In 1860, the first-ever international professional convention of chemists, the Karlsruhe Congress, was held in the city.[11]

Much of the central area, including the palace, was reduced to rubble by Allied bombing during World War II, but was rebuilt after the war. Located in the American zone of the postwar Allied occupation, Karlsruhe was home to an American military base, established in 1945. In 1995, the bases closed, and their facilities were turned over to the city of Karlsruhe.[12]

Demographics

The following list shows the most significant groups of foreigners residing in the city of Karlsruhe by country.

Rank Nationality Population (31 December 2016)[13]
1  Turkey 5,672
2  Romania 5,657
3  Italy 4,472
4  Poland 3,153
5  Croatia 3,013
6  China 2,579
7  France 1,893
8  Russia 1,743
9  Spain 1,491
10  Bulgaria 1,336
10  Hungary 1,190
11  Greece 1,176
12  Bosnia 1,122
13  Syria 1,115
14  Ukraine 1,104
15  India 892

Main sights

The Stadtgarten is a recreational area near the main railway station (Hauptbahnhof) and was rebuilt for the 1967 Federal Garden Show (Bundesgartenschau).

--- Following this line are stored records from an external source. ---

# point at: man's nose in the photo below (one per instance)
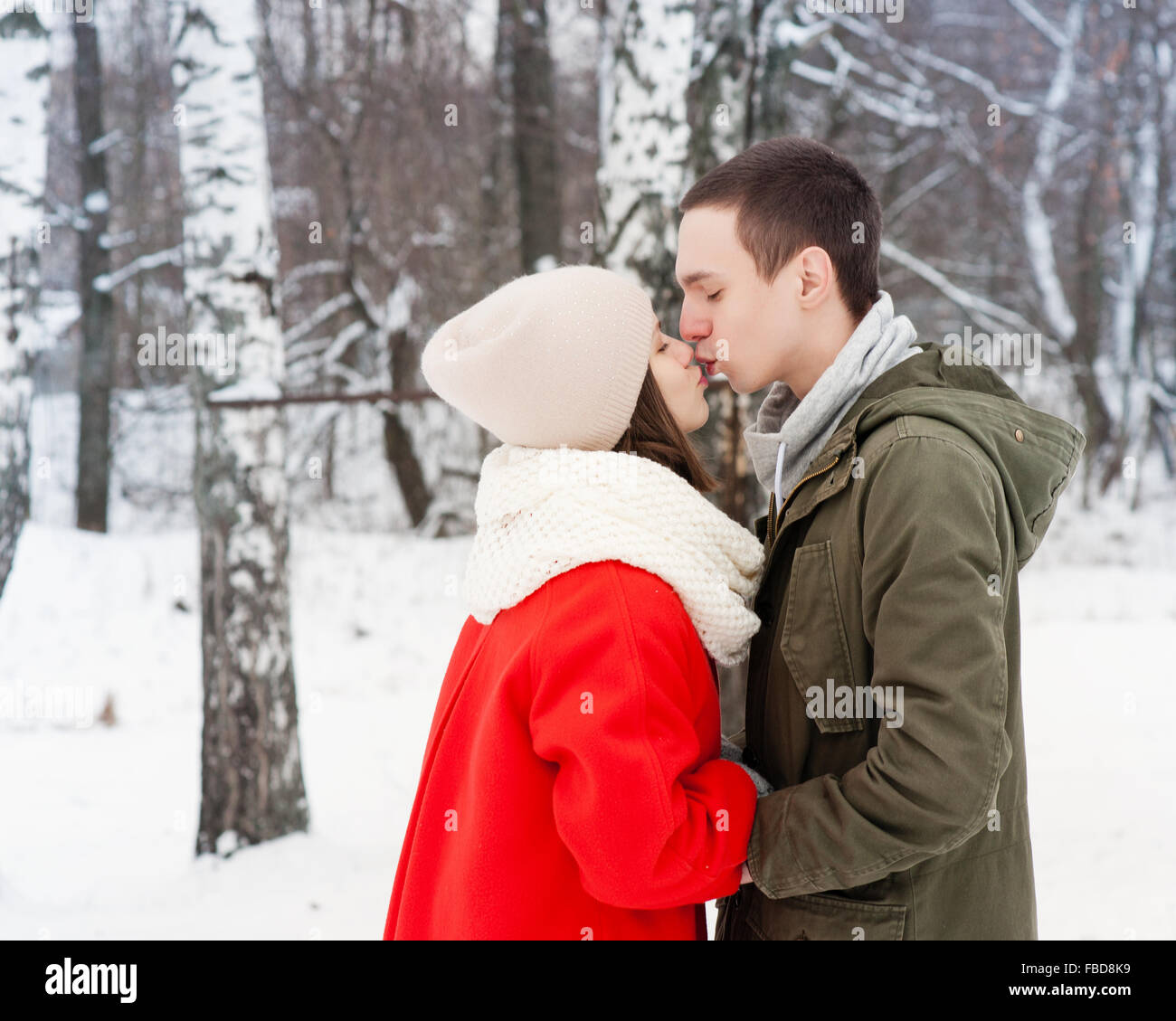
(693, 327)
(683, 352)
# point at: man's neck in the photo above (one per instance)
(830, 331)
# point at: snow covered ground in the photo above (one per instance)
(98, 822)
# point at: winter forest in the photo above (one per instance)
(234, 517)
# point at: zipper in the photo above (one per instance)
(760, 681)
(774, 515)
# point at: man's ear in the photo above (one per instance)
(815, 277)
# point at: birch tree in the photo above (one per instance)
(24, 98)
(97, 363)
(643, 77)
(251, 775)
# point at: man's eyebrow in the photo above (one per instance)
(697, 276)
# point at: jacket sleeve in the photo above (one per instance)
(933, 538)
(650, 814)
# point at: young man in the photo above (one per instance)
(908, 485)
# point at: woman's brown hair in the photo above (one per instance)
(654, 434)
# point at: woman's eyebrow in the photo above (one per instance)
(697, 276)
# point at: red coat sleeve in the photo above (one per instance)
(626, 706)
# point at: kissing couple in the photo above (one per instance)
(575, 782)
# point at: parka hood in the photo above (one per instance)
(1035, 453)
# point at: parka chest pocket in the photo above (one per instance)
(812, 640)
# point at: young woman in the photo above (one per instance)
(572, 786)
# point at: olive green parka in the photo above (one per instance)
(883, 693)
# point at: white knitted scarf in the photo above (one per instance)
(542, 512)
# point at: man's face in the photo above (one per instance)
(739, 324)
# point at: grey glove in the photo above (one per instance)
(733, 753)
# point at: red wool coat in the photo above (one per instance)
(572, 786)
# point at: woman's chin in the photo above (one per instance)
(697, 419)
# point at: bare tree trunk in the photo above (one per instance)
(251, 773)
(97, 363)
(534, 134)
(24, 52)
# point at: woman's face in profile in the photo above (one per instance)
(681, 383)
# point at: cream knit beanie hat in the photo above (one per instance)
(548, 359)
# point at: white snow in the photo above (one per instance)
(97, 203)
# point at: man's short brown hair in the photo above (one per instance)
(792, 192)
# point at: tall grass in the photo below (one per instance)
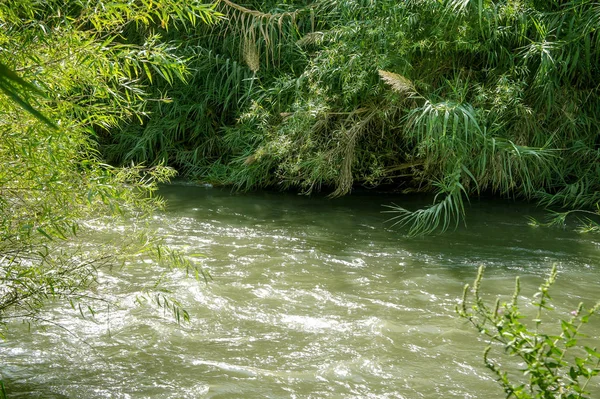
(497, 97)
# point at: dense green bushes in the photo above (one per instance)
(52, 176)
(456, 98)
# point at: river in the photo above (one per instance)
(310, 298)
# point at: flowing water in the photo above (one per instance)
(310, 298)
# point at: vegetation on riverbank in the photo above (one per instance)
(553, 363)
(67, 73)
(456, 98)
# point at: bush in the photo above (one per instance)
(556, 365)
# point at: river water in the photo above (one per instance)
(310, 298)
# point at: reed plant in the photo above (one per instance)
(456, 98)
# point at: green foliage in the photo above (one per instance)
(556, 364)
(68, 74)
(456, 98)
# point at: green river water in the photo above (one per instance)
(310, 298)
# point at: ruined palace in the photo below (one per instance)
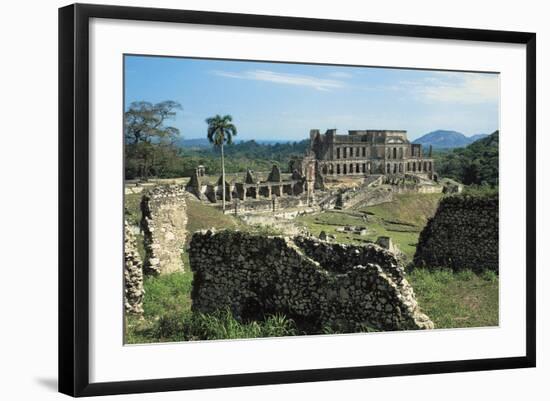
(365, 152)
(375, 157)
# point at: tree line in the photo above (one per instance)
(475, 164)
(152, 147)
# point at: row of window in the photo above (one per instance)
(346, 152)
(357, 168)
(349, 152)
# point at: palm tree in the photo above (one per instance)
(220, 132)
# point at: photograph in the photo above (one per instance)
(276, 199)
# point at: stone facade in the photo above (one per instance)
(164, 220)
(366, 152)
(133, 274)
(463, 234)
(251, 188)
(321, 285)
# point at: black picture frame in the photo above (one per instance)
(74, 201)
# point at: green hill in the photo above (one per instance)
(476, 164)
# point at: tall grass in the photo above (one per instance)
(457, 299)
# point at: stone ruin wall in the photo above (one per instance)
(318, 284)
(164, 221)
(133, 274)
(463, 234)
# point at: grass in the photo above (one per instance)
(457, 299)
(168, 317)
(402, 220)
(450, 299)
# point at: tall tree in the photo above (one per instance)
(220, 132)
(145, 130)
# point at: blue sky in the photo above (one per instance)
(276, 101)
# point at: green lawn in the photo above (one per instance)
(451, 300)
(457, 299)
(402, 220)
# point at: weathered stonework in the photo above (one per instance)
(133, 274)
(164, 221)
(320, 285)
(463, 234)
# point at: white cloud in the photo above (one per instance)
(340, 74)
(451, 87)
(285, 79)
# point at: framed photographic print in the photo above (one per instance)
(278, 199)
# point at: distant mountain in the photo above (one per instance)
(196, 143)
(475, 164)
(447, 139)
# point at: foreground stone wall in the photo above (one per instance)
(164, 220)
(133, 274)
(318, 284)
(463, 234)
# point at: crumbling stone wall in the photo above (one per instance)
(133, 274)
(164, 221)
(318, 284)
(463, 234)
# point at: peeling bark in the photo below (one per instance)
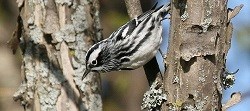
(200, 36)
(54, 38)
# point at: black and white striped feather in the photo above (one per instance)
(131, 46)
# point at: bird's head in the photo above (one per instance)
(95, 60)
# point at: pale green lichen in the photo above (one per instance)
(154, 97)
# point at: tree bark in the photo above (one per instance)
(54, 37)
(200, 36)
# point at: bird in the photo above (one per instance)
(129, 47)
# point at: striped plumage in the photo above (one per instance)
(131, 46)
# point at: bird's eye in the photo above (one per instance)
(94, 62)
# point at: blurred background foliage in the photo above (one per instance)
(123, 91)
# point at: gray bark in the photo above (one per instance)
(54, 37)
(200, 36)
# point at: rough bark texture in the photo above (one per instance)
(54, 37)
(199, 40)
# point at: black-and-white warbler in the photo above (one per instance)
(131, 46)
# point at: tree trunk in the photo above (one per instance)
(54, 37)
(200, 36)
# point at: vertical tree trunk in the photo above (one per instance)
(199, 40)
(54, 37)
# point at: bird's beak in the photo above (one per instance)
(85, 73)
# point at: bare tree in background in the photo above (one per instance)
(200, 37)
(54, 37)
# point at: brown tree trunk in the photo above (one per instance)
(54, 37)
(200, 36)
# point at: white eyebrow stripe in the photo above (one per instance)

It is also the site of the Karlsruhe Zoo.

The Durlacher Turmberg has a look-out tower (hence its name). It is a former keep dating back to the 13th century.

The city has two botanical gardens: the municipal Botanischer Garten Karlsruhe, which forms part of the Palace complex, and the Botanischer Garten der Universität Karlsruhe, which is maintained by the university.

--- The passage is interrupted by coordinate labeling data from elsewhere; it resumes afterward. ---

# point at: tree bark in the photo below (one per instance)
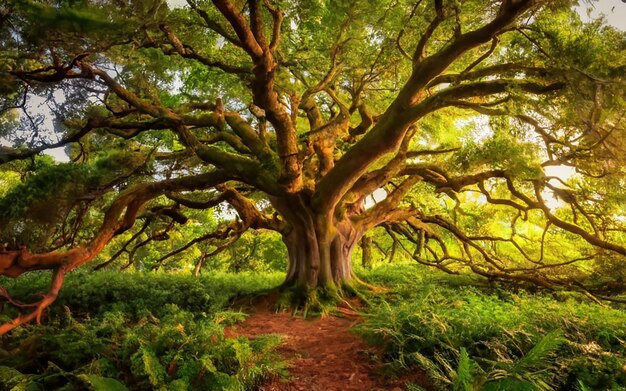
(366, 247)
(319, 245)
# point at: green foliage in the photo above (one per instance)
(127, 331)
(495, 339)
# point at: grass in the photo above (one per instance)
(157, 331)
(119, 331)
(472, 337)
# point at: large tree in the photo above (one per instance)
(295, 112)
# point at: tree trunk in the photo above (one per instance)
(319, 246)
(366, 247)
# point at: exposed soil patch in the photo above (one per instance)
(323, 354)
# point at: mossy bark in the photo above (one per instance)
(319, 245)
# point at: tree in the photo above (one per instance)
(294, 112)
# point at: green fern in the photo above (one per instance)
(464, 373)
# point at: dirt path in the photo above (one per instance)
(323, 354)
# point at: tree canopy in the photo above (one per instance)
(495, 130)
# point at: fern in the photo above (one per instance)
(464, 373)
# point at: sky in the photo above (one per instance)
(613, 10)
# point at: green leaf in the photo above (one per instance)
(99, 383)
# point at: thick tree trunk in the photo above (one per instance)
(366, 247)
(319, 246)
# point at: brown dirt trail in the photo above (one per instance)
(322, 353)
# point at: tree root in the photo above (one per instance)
(40, 306)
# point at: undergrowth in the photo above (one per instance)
(468, 337)
(120, 331)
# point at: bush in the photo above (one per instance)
(453, 329)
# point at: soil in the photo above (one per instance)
(323, 354)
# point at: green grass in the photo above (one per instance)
(110, 331)
(469, 337)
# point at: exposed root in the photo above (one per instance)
(324, 299)
(40, 306)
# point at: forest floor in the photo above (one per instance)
(322, 353)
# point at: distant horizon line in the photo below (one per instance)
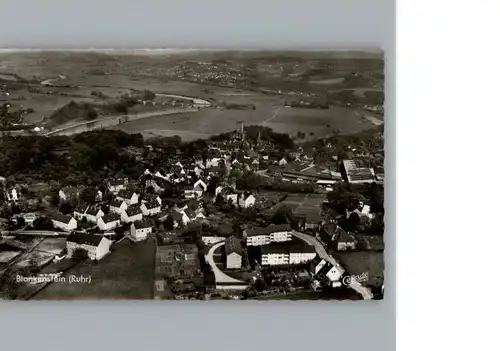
(366, 49)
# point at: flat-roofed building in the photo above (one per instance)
(357, 175)
(267, 235)
(233, 253)
(287, 253)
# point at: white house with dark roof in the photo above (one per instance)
(321, 269)
(117, 185)
(180, 218)
(247, 201)
(64, 222)
(150, 208)
(195, 191)
(13, 195)
(361, 210)
(129, 196)
(140, 230)
(97, 246)
(68, 193)
(93, 214)
(267, 235)
(233, 252)
(117, 206)
(152, 198)
(108, 222)
(301, 253)
(80, 211)
(132, 214)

Karlsruhe Orangerie garden panorama
Panorama of the courtyard of Botanischer Garten Karlsruhe.

The Marktplatz has a stone pyramid marking the grave of the city's founder. Built in 1825, it is the emblem of Karlsruhe. The city is nicknamed the "fan city" (die Fächerstadt) because of its design layout, with straight streets radiating fan-like from the Palace.

The Karlsruhe Palace (Schloss) is an interesting piece of architecture; the adjacent Schlossgarten includes the Botanical Garden with a palm, cactus and orchid house, and walking paths through the woods to the north.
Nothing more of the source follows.